I ran out of excuses. I can no longer provide you with an excuse for your behavior. I can no longer soften the blow of your hateful words. I can no longer excuse your silence in times of darkness.
The word “excuses” is defined generally as an attempt to lessen the blame attaching to a fault or offense; seek to defend or justify or release someone from a duty or requirement.
We make excuses for our own behavior that is a given. My hope is that we correct it more than we excuse it. But, I am also really good at making excuses for other people’s behavior. I bet you are too. Most, generally, this is a learned behavior. As children we are made to apologize for the things we do, for our reaction to the things that other’s do to us, and often even for the unilateral hurtful actions of others. What exactly does this teach us?
It teaches us to ignore our feelings. It teaches us to ignore our intuition. It teaches us that our feelings aren’t important. It teaches us we don’t matter as humans. It teaches us that sacrificing ourselves for the sake of some pseudo peaceful state is not only acceptable but must be achieved above all else. It keeps us grounded in harmful relationships. It keeps us seeking out the comfortable mayhem of abuse.
Making excuses for someone else’s bad behavior and forgiving a person’s bad behavior are two entirely different things. In my world, there are three actions that should precede forgiveness. First, acknowledgement of the behavior. Second, a sincere apology. And, third, corrective actions. Without these present the behavior has simply been excused and will most likely continue because there have been no consequences requiring introspective review of the behavior by the offender. If the behavior works, the behavior will continue. It really is that simple. This, however, also makes you a contributor to the bad behavior. The point being, you teach people how to treat you.
People act like jerks because they are allowed to be jerks. PERIOD. No one wants to confront the behavior. It is not fun. It’s messy. And, well…. sometimes it doesn’t lead to a resolution at all but a greater divide. Is that okay? Yes, actually it is.
Listen, everyone can have a bad day, but you don’t have the right to have a bad day everyday. Nor does anyone have the right to inflict their bad upon anyone else.
I am not saying you must confront the bad behavior of all individuals. There are times it would be futile to even try. Certainly, there are times when it is just easier, and frankly, safer, to quietly walk away. Leave the church. Quit the job. End the relationship. Never addressing the root of the problem.

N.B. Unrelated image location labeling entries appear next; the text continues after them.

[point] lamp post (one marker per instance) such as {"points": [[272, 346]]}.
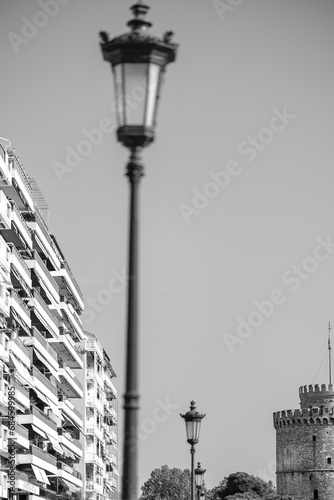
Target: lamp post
{"points": [[199, 480], [138, 60], [193, 421]]}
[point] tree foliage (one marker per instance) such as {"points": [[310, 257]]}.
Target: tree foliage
{"points": [[243, 486], [167, 484]]}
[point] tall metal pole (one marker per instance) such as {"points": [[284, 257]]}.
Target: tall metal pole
{"points": [[192, 451], [131, 396], [329, 352]]}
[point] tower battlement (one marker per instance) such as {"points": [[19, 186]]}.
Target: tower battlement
{"points": [[305, 416], [316, 388], [316, 395]]}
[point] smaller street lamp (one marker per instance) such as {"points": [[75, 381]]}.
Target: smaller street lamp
{"points": [[193, 421], [199, 480]]}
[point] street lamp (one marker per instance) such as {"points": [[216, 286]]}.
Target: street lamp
{"points": [[199, 480], [193, 421], [138, 60]]}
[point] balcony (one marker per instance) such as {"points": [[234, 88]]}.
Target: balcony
{"points": [[18, 232], [92, 373], [65, 347], [4, 301], [4, 255], [72, 320], [110, 385], [68, 285], [94, 346], [38, 457], [21, 436], [93, 400], [69, 474], [19, 265], [44, 275], [43, 315], [5, 212], [4, 484], [5, 168], [43, 240], [44, 385], [70, 384], [92, 457], [20, 308], [40, 420], [19, 189], [72, 444], [4, 440], [42, 346], [23, 482], [4, 347], [21, 394], [71, 412], [3, 393], [21, 351]]}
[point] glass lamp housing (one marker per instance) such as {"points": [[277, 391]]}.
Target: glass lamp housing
{"points": [[138, 62]]}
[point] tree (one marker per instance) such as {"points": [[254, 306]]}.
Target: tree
{"points": [[167, 484], [241, 485]]}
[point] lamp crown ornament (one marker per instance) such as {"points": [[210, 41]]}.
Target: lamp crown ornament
{"points": [[138, 60]]}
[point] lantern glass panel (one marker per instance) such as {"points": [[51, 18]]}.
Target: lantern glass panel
{"points": [[135, 90], [152, 94], [119, 106], [199, 479]]}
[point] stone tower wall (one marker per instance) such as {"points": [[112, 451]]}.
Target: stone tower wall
{"points": [[305, 447]]}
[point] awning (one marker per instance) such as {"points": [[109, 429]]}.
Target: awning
{"points": [[40, 474], [55, 445], [36, 429], [22, 370], [47, 364]]}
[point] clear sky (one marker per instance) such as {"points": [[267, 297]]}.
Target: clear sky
{"points": [[236, 206]]}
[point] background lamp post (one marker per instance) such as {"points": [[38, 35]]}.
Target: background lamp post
{"points": [[138, 60], [199, 480], [193, 421]]}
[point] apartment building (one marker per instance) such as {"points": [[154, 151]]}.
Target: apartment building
{"points": [[40, 358], [100, 422]]}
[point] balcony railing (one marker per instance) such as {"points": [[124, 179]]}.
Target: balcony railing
{"points": [[36, 373], [70, 470], [20, 307], [20, 264], [40, 343], [2, 153], [39, 304], [21, 224]]}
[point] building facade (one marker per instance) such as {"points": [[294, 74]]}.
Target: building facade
{"points": [[41, 430], [305, 446], [100, 423]]}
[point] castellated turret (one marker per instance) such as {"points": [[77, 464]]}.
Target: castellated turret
{"points": [[305, 446]]}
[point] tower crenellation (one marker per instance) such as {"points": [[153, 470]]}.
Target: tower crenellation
{"points": [[305, 445]]}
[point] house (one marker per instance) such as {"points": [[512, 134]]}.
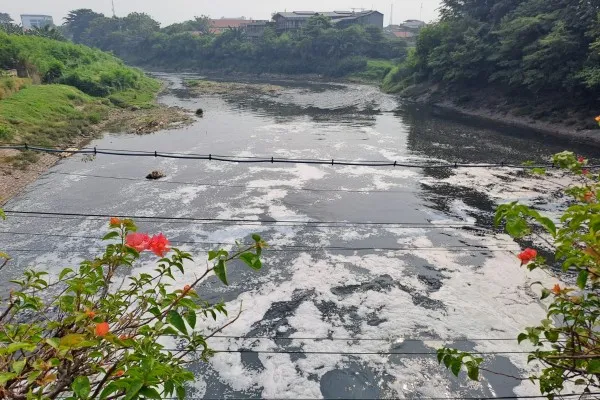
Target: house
{"points": [[218, 26], [290, 21], [413, 24], [409, 29], [31, 21], [255, 29]]}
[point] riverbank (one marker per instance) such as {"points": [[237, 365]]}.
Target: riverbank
{"points": [[18, 169], [572, 125]]}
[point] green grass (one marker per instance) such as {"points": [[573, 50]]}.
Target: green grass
{"points": [[375, 72], [74, 88], [10, 85], [92, 71], [49, 115]]}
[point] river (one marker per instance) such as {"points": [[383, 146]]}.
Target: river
{"points": [[438, 276]]}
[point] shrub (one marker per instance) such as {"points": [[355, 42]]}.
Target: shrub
{"points": [[92, 333], [566, 342]]}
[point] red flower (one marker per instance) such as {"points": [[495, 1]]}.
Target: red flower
{"points": [[527, 256], [138, 241], [102, 329], [114, 221], [556, 289], [159, 245]]}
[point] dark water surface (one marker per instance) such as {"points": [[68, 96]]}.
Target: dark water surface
{"points": [[442, 284]]}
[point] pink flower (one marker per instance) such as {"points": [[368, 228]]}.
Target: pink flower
{"points": [[159, 245], [138, 241], [527, 256], [102, 329]]}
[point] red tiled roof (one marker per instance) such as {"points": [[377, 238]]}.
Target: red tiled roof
{"points": [[229, 22]]}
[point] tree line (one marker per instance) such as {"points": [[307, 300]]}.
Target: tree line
{"points": [[537, 49], [319, 47]]}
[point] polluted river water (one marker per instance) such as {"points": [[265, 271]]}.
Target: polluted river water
{"points": [[342, 308]]}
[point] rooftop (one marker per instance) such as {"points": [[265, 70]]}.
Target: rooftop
{"points": [[330, 14]]}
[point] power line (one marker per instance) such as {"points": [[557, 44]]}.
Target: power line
{"points": [[242, 221], [273, 160], [356, 353], [275, 247], [583, 395], [351, 339], [204, 184]]}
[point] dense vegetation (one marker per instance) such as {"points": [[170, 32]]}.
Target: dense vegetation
{"points": [[64, 89], [537, 52], [318, 48]]}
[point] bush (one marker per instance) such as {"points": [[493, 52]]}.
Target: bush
{"points": [[92, 333], [566, 342]]}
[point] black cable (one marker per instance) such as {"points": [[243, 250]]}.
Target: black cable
{"points": [[558, 396], [240, 221], [274, 247], [272, 160], [168, 182], [356, 353]]}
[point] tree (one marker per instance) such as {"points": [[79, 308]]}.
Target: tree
{"points": [[92, 333], [78, 21], [5, 19], [566, 342]]}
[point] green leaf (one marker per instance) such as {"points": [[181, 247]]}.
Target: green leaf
{"points": [[6, 376], [108, 390], [133, 390], [174, 318], [473, 373], [111, 235], [593, 367], [440, 354], [552, 336], [251, 260], [180, 393], [64, 273], [545, 293], [582, 279], [81, 387], [455, 366], [18, 366], [220, 271], [190, 317], [13, 347], [150, 393]]}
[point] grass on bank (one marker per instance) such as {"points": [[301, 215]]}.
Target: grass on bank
{"points": [[69, 89], [375, 71], [49, 115]]}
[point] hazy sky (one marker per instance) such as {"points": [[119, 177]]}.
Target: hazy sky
{"points": [[169, 11]]}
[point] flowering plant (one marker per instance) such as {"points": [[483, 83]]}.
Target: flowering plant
{"points": [[566, 343], [95, 333]]}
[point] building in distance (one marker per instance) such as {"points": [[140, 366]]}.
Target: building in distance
{"points": [[32, 21], [291, 21]]}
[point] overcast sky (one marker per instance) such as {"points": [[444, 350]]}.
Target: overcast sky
{"points": [[169, 11]]}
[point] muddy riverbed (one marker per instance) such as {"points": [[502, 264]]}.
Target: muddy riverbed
{"points": [[360, 314]]}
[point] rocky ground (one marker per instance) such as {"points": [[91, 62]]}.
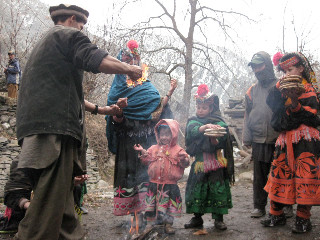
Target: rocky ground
{"points": [[99, 223]]}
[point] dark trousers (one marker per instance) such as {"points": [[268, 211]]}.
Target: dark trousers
{"points": [[51, 214], [260, 178]]}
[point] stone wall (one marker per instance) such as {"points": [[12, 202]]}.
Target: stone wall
{"points": [[9, 148]]}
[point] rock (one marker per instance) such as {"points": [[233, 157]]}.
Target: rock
{"points": [[246, 176], [239, 165], [12, 122], [4, 118], [243, 153], [102, 184], [6, 125], [14, 142], [4, 158]]}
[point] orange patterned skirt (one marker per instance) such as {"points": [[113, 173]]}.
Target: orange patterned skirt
{"points": [[295, 171]]}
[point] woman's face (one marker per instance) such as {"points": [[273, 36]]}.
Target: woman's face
{"points": [[165, 136], [203, 110], [294, 70], [127, 59]]}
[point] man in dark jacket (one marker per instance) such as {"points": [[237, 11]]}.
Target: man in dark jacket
{"points": [[50, 121], [13, 74], [257, 131]]}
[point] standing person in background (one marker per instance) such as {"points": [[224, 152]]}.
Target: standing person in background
{"points": [[212, 172], [13, 74], [295, 175], [50, 119], [166, 163], [257, 131], [134, 126]]}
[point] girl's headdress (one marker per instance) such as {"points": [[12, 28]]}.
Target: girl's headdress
{"points": [[163, 125], [130, 52], [294, 58], [203, 95]]}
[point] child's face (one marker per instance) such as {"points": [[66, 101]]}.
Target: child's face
{"points": [[294, 71], [203, 110], [165, 136]]}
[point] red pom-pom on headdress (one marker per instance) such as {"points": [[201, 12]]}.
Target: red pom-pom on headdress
{"points": [[203, 90], [276, 58], [132, 44]]}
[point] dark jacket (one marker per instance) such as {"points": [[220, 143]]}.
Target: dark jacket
{"points": [[13, 72], [51, 95], [257, 122]]}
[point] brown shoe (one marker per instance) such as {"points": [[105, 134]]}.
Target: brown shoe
{"points": [[168, 229], [274, 220], [220, 225], [257, 213]]}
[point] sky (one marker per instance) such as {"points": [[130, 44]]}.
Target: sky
{"points": [[270, 19]]}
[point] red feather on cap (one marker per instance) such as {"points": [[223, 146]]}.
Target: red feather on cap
{"points": [[276, 58], [202, 90], [132, 44]]}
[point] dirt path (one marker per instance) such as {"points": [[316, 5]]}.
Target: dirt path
{"points": [[100, 224]]}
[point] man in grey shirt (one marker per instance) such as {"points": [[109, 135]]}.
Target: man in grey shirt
{"points": [[50, 119]]}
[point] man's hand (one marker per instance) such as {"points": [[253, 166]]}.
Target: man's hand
{"points": [[173, 85], [138, 147], [110, 110], [122, 102], [135, 72], [80, 179]]}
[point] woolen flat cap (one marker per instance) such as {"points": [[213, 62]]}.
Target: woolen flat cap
{"points": [[256, 60], [65, 9]]}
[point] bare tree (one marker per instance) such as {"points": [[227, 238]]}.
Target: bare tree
{"points": [[187, 45], [21, 25]]}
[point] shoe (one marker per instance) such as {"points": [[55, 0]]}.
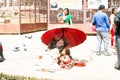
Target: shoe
{"points": [[98, 53], [118, 68]]}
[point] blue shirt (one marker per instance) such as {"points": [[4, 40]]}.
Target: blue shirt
{"points": [[101, 21]]}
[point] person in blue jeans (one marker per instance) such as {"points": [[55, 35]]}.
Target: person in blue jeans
{"points": [[100, 19], [117, 39]]}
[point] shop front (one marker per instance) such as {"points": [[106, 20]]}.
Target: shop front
{"points": [[22, 16]]}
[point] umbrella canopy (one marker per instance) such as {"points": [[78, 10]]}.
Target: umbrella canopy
{"points": [[74, 36]]}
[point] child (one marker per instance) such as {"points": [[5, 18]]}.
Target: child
{"points": [[65, 60]]}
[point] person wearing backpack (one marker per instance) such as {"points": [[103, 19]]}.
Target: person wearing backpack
{"points": [[100, 19], [1, 53], [117, 39]]}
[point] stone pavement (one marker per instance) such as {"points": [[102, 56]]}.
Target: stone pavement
{"points": [[24, 62]]}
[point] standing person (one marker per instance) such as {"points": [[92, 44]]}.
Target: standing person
{"points": [[101, 21], [1, 53], [117, 39], [67, 19], [112, 27], [65, 60], [60, 15]]}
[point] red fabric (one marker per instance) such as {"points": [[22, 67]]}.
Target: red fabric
{"points": [[74, 36]]}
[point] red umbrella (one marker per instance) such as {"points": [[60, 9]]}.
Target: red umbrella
{"points": [[74, 36]]}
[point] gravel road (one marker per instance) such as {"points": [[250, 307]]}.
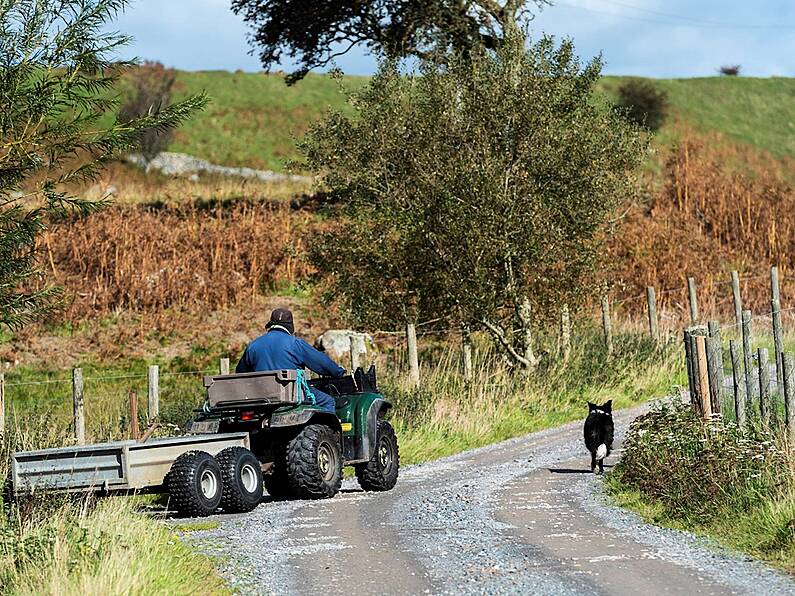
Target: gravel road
{"points": [[522, 516]]}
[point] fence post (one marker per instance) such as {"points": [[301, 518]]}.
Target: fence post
{"points": [[78, 405], [2, 403], [715, 367], [764, 388], [747, 355], [778, 332], [565, 332], [414, 363], [739, 383], [738, 301], [703, 377], [153, 410], [789, 396], [690, 362], [354, 348], [651, 301], [134, 415], [466, 351], [691, 294], [608, 330]]}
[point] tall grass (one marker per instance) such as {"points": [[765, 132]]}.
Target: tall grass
{"points": [[83, 548], [737, 486], [60, 545], [448, 414]]}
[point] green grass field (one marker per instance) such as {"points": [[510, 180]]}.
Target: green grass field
{"points": [[254, 118]]}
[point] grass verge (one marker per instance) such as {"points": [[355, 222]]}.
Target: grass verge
{"points": [[714, 480], [68, 547], [106, 548], [448, 415]]}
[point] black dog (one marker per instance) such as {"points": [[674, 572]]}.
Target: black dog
{"points": [[599, 433]]}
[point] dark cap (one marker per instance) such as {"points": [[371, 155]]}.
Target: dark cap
{"points": [[283, 318]]}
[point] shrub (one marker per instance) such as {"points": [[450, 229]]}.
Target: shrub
{"points": [[150, 91], [643, 103], [695, 469], [730, 70]]}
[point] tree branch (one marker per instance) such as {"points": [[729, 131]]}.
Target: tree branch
{"points": [[499, 334]]}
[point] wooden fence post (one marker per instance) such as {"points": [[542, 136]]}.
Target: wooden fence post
{"points": [[466, 351], [414, 363], [2, 403], [608, 330], [153, 411], [651, 301], [354, 348], [78, 405], [738, 301], [715, 367], [703, 377], [134, 415], [565, 332], [789, 396], [691, 294], [764, 388], [748, 356], [690, 362], [739, 382]]}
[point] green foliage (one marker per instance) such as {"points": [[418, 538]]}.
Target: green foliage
{"points": [[698, 470], [57, 75], [643, 103], [448, 414], [411, 27], [150, 92], [478, 190]]}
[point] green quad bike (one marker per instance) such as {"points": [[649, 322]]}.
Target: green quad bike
{"points": [[299, 448]]}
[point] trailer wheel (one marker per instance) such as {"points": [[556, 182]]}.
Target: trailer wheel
{"points": [[242, 480], [195, 484], [314, 462], [381, 472]]}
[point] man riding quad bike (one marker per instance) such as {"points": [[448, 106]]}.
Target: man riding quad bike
{"points": [[301, 431]]}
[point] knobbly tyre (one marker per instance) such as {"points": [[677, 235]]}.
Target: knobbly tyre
{"points": [[255, 430]]}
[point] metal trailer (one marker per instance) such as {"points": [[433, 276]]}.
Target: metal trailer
{"points": [[247, 423], [118, 466]]}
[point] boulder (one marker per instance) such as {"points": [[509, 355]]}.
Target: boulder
{"points": [[337, 342]]}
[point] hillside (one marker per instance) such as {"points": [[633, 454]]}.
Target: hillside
{"points": [[254, 118]]}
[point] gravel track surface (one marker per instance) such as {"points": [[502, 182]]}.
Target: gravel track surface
{"points": [[522, 516]]}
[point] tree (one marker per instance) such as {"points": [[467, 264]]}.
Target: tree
{"points": [[642, 103], [315, 37], [57, 80], [481, 191], [150, 92]]}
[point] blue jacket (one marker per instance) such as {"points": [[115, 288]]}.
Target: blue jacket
{"points": [[278, 350]]}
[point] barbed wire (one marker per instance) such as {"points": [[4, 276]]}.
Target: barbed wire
{"points": [[108, 378]]}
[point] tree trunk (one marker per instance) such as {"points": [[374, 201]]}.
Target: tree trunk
{"points": [[524, 312]]}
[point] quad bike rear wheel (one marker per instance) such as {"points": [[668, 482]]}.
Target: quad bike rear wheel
{"points": [[381, 472], [314, 462]]}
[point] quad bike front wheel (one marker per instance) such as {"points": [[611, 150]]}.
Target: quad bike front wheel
{"points": [[381, 472], [314, 462], [195, 484]]}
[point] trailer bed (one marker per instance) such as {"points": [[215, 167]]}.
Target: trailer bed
{"points": [[116, 466]]}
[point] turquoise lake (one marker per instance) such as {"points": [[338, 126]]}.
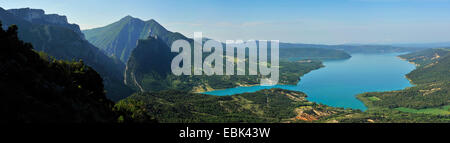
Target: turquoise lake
{"points": [[338, 83]]}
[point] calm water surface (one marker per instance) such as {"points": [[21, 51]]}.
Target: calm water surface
{"points": [[339, 81]]}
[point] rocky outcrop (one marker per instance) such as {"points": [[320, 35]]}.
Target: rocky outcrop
{"points": [[38, 16]]}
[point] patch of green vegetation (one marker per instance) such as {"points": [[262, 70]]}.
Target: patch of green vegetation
{"points": [[373, 98], [437, 111], [426, 102], [36, 88], [266, 106]]}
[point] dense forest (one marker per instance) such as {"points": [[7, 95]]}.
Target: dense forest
{"points": [[37, 88], [266, 106], [148, 69], [64, 41]]}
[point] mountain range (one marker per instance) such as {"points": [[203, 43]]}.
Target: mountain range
{"points": [[120, 38], [53, 35]]}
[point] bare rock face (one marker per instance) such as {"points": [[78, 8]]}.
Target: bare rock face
{"points": [[38, 16]]}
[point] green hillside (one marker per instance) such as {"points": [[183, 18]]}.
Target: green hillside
{"points": [[266, 106], [37, 88], [120, 38], [63, 43], [431, 95], [148, 69]]}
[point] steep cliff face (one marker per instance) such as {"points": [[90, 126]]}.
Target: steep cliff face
{"points": [[38, 16], [149, 60], [37, 89], [120, 38], [65, 44]]}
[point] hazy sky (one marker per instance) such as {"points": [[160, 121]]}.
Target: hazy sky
{"points": [[312, 21]]}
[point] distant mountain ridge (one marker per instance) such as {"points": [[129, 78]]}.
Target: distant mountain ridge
{"points": [[38, 16], [62, 42], [120, 38]]}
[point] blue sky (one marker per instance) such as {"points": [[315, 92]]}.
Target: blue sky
{"points": [[312, 21]]}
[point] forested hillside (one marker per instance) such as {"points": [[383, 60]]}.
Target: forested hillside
{"points": [[431, 95], [266, 106], [148, 69], [37, 88]]}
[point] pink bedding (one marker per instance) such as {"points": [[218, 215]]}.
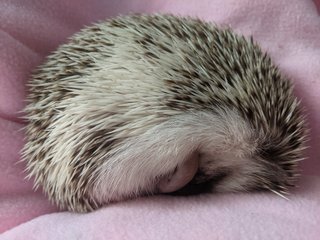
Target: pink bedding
{"points": [[288, 29]]}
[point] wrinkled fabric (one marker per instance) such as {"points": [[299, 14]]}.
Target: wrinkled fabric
{"points": [[29, 30]]}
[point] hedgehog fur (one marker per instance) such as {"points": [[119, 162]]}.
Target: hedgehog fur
{"points": [[146, 104]]}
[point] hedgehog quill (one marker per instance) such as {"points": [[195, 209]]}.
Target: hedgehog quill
{"points": [[150, 104]]}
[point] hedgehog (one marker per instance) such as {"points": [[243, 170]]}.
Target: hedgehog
{"points": [[148, 104]]}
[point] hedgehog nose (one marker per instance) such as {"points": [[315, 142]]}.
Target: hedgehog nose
{"points": [[181, 177]]}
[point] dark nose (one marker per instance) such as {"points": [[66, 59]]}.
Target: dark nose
{"points": [[207, 186]]}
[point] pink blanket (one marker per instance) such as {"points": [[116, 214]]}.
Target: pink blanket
{"points": [[288, 29]]}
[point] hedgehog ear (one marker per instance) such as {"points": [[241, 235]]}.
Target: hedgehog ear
{"points": [[181, 176]]}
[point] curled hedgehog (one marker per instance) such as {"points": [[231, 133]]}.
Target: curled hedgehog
{"points": [[150, 104]]}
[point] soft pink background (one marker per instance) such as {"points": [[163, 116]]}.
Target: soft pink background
{"points": [[288, 29]]}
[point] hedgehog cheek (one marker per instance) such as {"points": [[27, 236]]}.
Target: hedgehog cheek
{"points": [[183, 174]]}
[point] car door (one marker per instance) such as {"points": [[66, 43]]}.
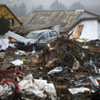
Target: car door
{"points": [[53, 35]]}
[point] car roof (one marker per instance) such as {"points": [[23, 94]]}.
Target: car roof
{"points": [[40, 31]]}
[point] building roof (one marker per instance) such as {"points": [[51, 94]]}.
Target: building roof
{"points": [[46, 19], [11, 12]]}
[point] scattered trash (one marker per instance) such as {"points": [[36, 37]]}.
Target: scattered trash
{"points": [[78, 90], [17, 62]]}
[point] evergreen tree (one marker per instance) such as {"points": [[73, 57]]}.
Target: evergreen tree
{"points": [[4, 25]]}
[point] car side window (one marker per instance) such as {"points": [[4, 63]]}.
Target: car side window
{"points": [[44, 36], [53, 34]]}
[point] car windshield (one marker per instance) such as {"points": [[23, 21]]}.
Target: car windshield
{"points": [[33, 35]]}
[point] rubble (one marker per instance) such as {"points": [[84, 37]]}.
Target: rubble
{"points": [[64, 69]]}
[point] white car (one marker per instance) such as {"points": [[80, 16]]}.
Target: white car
{"points": [[41, 38]]}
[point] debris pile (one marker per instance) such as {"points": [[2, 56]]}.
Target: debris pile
{"points": [[64, 69]]}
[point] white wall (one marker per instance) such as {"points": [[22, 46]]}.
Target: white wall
{"points": [[86, 15], [98, 29], [90, 29]]}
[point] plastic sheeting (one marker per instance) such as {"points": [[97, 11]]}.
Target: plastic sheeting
{"points": [[38, 87]]}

If you find yourself in a cyclical pattern, if a person’s behavior is hurtful to you, if it offends your personal boundaries, then it is time to say goodbye, addios, good riddance. The length of time you’ve known the individual is irrelevant. Time does not equate to a free pass to be crappy to you. You do not have to endure that person, that friendship, that relationship just to prove you are strong, capable, a good Christian, or a forgiver. HOGWASH! Value you. Find your voice. Be strong enough to walk away. Head high and integrity intact. There is a beautiful light waiting to shine upon the darkness that has been holding you captive. Let go.